43453 18200.0 0 0.190
94646 45000.0 5092 0.325
150276 120000.0 29467 0.370
66109 45000.0 5092 0.325
79964 45000.0 5092 0.325
[100000 rows x 3 columns]
The result is a dataframe, indexed by the values of income, sharing the same columns as tax_rates.
We can then use a vectorised calculation for the tax payable:
In [12]: tax_params["fixed"] + (tax_params.index-tax_params["threshold"])*tax_params["rate"]
Out[12]:
54151 8066.075
60904 10260.800
160305 44379.850
65786 11847.450
84227 17840.775
...
43453 4798.070
94646 21226.950
150276 40669.120
66109 11952.425
79964 16455.300
Length: 100000, dtype: float64
Alternative approaches#
There are a couple of alternative, straightforward solutions which do not require piso which we detail below.
Alternative 1: pandas.cut
The tax_params dataframe that was produced above by piso.lookup() can be reproduced using pandas.cut() which can be used to assign bins to data with an interval index.
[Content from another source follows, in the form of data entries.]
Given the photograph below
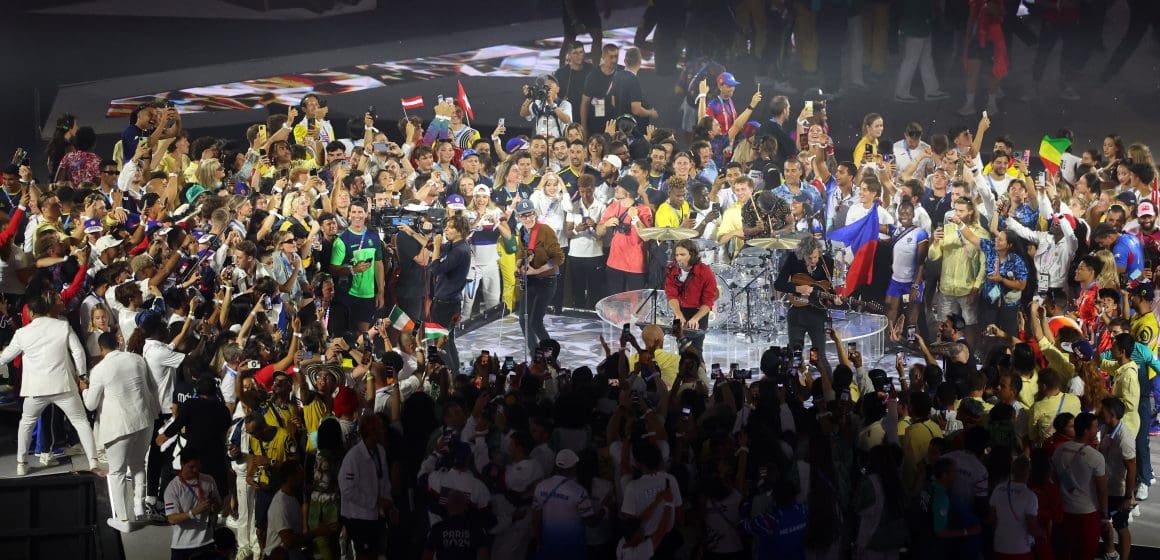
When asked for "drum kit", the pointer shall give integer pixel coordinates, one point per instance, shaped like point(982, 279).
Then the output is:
point(747, 304)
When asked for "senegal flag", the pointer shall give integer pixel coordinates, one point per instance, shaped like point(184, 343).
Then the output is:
point(1051, 151)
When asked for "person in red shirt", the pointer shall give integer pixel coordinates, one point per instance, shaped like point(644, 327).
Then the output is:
point(626, 253)
point(690, 288)
point(1086, 274)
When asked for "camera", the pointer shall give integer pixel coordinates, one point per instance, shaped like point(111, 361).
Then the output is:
point(537, 91)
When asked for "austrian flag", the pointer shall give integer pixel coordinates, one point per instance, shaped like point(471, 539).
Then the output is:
point(415, 102)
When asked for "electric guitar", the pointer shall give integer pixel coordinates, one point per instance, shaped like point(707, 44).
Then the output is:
point(823, 293)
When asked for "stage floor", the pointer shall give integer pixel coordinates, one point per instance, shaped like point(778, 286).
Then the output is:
point(579, 337)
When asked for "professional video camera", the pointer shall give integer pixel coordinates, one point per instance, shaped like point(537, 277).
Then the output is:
point(389, 219)
point(537, 91)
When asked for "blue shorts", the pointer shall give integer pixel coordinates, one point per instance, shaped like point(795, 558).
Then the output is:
point(897, 289)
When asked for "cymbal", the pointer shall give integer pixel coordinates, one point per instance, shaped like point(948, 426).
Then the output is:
point(666, 233)
point(774, 242)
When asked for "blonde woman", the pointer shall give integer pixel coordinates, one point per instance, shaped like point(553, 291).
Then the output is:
point(484, 218)
point(100, 321)
point(1108, 277)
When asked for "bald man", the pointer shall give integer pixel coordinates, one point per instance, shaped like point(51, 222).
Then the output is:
point(654, 342)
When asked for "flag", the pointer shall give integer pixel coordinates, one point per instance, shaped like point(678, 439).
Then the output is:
point(862, 239)
point(434, 331)
point(464, 103)
point(415, 102)
point(400, 320)
point(1051, 151)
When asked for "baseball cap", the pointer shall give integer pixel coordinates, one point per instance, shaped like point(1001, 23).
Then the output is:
point(566, 458)
point(514, 145)
point(1080, 348)
point(629, 183)
point(104, 244)
point(93, 225)
point(139, 262)
point(726, 79)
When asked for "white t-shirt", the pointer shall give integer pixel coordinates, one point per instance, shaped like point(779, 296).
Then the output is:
point(182, 496)
point(639, 493)
point(1077, 466)
point(586, 244)
point(643, 551)
point(906, 255)
point(1013, 502)
point(1117, 446)
point(284, 514)
point(972, 477)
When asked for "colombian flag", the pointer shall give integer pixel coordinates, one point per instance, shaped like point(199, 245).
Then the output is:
point(862, 239)
point(1051, 151)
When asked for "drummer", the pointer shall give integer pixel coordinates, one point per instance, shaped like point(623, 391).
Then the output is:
point(690, 288)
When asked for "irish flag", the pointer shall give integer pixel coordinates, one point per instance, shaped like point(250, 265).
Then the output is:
point(434, 331)
point(862, 239)
point(1051, 152)
point(400, 321)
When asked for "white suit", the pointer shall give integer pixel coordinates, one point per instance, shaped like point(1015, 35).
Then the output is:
point(53, 360)
point(122, 390)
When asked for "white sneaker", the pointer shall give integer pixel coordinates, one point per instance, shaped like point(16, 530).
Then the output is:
point(120, 525)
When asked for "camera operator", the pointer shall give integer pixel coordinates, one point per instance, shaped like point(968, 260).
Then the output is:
point(449, 269)
point(544, 109)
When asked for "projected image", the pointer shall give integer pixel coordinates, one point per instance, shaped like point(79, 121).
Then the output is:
point(508, 60)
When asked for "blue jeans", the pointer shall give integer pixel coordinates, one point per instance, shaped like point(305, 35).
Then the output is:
point(538, 295)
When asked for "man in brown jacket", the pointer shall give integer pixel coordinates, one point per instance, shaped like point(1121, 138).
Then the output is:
point(538, 260)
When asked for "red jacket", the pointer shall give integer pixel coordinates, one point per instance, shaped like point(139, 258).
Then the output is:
point(700, 288)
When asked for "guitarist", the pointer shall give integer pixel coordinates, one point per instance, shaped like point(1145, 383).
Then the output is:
point(809, 319)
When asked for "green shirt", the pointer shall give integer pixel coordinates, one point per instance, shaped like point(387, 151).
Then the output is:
point(352, 248)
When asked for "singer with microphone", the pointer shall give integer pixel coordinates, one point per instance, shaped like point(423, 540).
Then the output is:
point(539, 257)
point(690, 288)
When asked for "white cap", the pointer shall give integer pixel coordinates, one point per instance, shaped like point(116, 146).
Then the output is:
point(106, 242)
point(566, 458)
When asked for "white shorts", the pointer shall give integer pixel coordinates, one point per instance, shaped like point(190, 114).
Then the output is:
point(964, 305)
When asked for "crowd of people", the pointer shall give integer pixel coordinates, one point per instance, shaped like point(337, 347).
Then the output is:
point(263, 329)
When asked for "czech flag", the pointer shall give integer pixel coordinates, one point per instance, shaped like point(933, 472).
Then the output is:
point(415, 102)
point(862, 239)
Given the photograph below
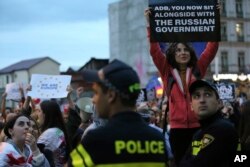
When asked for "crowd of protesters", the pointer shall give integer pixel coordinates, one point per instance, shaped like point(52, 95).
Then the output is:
point(47, 134)
point(189, 126)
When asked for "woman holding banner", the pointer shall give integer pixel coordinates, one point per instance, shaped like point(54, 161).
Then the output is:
point(179, 67)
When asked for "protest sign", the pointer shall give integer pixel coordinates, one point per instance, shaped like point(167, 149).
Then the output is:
point(226, 91)
point(49, 86)
point(13, 91)
point(184, 21)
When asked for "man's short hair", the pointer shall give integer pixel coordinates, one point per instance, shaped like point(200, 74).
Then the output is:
point(201, 83)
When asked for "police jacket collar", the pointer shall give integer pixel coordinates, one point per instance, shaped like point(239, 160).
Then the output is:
point(127, 116)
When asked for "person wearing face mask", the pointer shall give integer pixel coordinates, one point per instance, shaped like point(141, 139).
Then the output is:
point(20, 149)
point(215, 144)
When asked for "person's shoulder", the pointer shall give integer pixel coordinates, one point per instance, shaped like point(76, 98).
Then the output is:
point(224, 123)
point(223, 126)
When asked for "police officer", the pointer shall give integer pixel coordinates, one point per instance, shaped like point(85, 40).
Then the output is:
point(215, 144)
point(126, 139)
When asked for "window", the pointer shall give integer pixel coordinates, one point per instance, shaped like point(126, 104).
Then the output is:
point(240, 32)
point(223, 31)
point(241, 62)
point(239, 11)
point(224, 62)
point(223, 11)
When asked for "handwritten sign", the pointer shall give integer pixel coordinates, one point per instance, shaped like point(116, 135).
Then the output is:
point(184, 21)
point(49, 86)
point(226, 91)
point(13, 92)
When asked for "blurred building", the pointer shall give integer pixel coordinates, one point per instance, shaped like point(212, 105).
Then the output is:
point(128, 41)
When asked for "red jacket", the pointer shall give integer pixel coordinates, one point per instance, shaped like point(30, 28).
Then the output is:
point(181, 115)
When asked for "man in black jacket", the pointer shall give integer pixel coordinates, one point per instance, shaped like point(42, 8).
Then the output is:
point(126, 139)
point(215, 144)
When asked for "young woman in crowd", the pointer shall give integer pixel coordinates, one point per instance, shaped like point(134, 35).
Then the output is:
point(20, 149)
point(53, 141)
point(179, 67)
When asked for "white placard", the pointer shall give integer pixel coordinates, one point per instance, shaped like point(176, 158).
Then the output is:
point(49, 86)
point(13, 92)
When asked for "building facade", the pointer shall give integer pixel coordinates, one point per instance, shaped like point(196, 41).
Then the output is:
point(128, 40)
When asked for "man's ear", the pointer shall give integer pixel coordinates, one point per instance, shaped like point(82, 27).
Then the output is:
point(111, 96)
point(10, 131)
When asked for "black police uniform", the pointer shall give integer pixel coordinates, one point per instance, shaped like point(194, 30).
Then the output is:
point(214, 145)
point(125, 141)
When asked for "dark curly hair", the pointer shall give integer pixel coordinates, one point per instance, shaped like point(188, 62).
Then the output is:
point(170, 53)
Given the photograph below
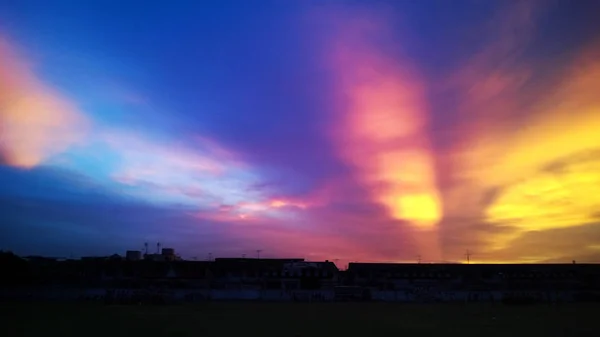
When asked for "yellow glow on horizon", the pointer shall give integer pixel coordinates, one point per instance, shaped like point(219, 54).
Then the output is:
point(547, 171)
point(382, 130)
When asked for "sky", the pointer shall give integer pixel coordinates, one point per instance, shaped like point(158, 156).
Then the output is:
point(389, 131)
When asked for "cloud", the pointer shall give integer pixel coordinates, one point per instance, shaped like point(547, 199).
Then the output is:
point(526, 158)
point(381, 123)
point(36, 122)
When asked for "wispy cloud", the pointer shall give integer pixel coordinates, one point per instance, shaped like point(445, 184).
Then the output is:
point(382, 121)
point(524, 161)
point(36, 121)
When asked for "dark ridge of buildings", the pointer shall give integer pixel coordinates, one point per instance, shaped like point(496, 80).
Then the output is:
point(283, 279)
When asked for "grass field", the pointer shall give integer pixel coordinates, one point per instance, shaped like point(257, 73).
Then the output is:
point(291, 319)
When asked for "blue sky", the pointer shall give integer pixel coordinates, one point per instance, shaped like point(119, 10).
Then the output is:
point(357, 130)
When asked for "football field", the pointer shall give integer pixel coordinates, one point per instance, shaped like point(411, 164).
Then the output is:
point(299, 319)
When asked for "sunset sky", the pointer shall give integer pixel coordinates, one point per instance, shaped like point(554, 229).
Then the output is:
point(340, 130)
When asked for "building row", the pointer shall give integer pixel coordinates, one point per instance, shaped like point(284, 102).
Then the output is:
point(284, 279)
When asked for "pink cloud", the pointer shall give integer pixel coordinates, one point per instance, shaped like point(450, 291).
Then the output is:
point(36, 121)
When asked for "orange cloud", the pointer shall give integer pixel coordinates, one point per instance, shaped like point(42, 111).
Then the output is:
point(35, 121)
point(381, 128)
point(523, 166)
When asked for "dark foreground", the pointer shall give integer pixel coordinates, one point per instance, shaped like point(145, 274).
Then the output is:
point(292, 319)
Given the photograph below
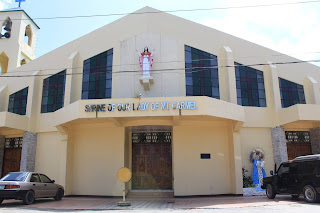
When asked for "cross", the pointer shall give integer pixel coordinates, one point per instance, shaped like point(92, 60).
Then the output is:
point(20, 1)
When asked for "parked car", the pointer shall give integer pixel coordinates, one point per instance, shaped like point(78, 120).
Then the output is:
point(296, 177)
point(28, 186)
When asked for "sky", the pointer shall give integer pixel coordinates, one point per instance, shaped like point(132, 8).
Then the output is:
point(290, 29)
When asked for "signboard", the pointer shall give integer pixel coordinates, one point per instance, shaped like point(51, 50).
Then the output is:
point(142, 106)
point(124, 174)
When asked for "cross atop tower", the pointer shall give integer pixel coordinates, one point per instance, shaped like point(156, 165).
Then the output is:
point(20, 1)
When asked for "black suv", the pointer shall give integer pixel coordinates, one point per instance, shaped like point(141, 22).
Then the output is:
point(299, 176)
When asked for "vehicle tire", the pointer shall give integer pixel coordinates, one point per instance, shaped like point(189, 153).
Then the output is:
point(310, 194)
point(59, 194)
point(270, 192)
point(28, 198)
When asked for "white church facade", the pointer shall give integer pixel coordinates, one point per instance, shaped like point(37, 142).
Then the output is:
point(179, 104)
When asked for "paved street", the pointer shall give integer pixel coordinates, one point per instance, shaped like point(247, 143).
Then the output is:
point(194, 204)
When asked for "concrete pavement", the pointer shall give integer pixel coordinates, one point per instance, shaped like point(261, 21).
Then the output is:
point(199, 203)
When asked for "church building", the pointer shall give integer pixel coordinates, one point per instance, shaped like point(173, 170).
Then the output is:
point(182, 105)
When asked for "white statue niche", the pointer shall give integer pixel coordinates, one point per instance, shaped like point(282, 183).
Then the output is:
point(146, 61)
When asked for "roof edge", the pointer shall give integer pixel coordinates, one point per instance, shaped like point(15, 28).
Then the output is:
point(17, 10)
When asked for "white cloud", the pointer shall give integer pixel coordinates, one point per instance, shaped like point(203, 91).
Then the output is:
point(1, 5)
point(290, 29)
point(4, 4)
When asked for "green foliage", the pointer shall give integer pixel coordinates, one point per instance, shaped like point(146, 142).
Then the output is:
point(247, 180)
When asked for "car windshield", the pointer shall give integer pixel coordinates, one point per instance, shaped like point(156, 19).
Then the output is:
point(16, 176)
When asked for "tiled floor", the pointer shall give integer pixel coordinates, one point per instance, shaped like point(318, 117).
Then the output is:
point(216, 202)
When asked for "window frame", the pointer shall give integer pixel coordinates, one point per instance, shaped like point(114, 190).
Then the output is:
point(53, 90)
point(19, 98)
point(250, 86)
point(201, 73)
point(97, 76)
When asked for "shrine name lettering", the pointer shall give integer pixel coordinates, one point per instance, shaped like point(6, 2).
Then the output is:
point(189, 105)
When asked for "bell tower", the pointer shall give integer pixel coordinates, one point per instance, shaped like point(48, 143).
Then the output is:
point(18, 36)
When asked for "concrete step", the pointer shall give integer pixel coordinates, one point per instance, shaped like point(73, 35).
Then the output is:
point(150, 194)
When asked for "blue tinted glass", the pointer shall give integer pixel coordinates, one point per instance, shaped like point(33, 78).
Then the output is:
point(99, 73)
point(250, 86)
point(291, 93)
point(200, 81)
point(53, 92)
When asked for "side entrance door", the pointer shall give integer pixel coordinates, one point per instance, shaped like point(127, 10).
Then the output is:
point(151, 160)
point(12, 155)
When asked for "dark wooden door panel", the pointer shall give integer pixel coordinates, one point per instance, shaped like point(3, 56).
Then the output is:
point(11, 160)
point(152, 162)
point(298, 149)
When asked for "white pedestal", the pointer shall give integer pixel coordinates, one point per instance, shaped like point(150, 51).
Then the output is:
point(146, 81)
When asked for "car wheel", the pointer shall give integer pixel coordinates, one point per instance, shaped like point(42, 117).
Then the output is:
point(29, 198)
point(270, 192)
point(59, 194)
point(310, 194)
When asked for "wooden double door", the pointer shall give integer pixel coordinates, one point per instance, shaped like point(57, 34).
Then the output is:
point(152, 161)
point(12, 155)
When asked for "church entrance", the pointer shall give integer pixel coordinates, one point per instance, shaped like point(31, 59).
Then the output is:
point(298, 144)
point(151, 158)
point(12, 155)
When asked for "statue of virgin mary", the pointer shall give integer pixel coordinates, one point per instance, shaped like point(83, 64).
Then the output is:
point(146, 61)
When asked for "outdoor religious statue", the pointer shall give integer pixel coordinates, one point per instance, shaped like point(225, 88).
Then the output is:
point(146, 60)
point(258, 172)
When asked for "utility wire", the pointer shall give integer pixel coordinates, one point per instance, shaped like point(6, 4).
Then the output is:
point(171, 11)
point(167, 62)
point(171, 69)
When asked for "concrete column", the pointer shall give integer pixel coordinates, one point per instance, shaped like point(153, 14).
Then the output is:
point(238, 181)
point(311, 90)
point(28, 155)
point(272, 88)
point(227, 76)
point(3, 99)
point(280, 153)
point(315, 140)
point(2, 141)
point(73, 83)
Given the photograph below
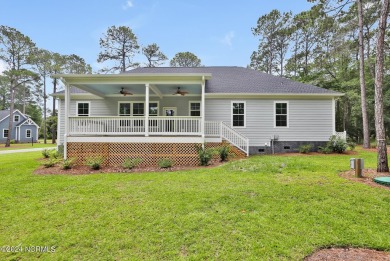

In [13]: tax_params = tax_rates.loc[pd.cut(income, tax_brackets)].set_index(income)
In [14]: tax_params
Out[14]:
threshold fixed rate
54151 45000.0 5092 0.325
60904 45000.0 5092 0.325
160305 120000.0 29467 0.370
65786 45000.0 5092 0.325
84227 45000.0 5092 0.325
... ... ... ...
43453 18200.0 0 0.190
94646 45000.0 5092 0.325
150276 120000.0 29467 0.370
66109 45000.0 5092 0.325
79964 45000.0 5092 0.325
[100000 rows x 3 columns]
This approach however runs approximately 20 times slower than piso.lookup().
Alternative 2: applying function
The second approach involves writing a function which takes a single value (an income for an individual) and returns the tax payable. The function can then used with pandas.Series.apply
In [15]: def calc_tax(value):
....: if value <= 18200:
....: tax = 0
....: elif value <= 45000:
....: tax = (value-18200)*0.19
....: elif value <= 120000:
....: tax = 5092 + (value-45000)*0.325
....: elif value <= 180000:
....: tax = 29467 + (value-120000)*0.37
....: else:
....: tax = 51667 + (value-180000)*0.45
....: return tax
....:
In [16]: income.apply(calc_tax)
Out[16]:
0 8066.075
1 10260.800
2 44379.850
3 11847.450
4 17840.775
...
99995 4798.070
99996 21226.950
99997 40669.120
99998 11952.425
99999 16455.300
Length: 100000, dtype: float64
This approach runs approximately 3 times slower than piso.lookup(). It also requires a function to be defined which is relatively cumbersome to implement. This approach becomes increasingly unattractive, and error prone, as the number of tax brackets increases.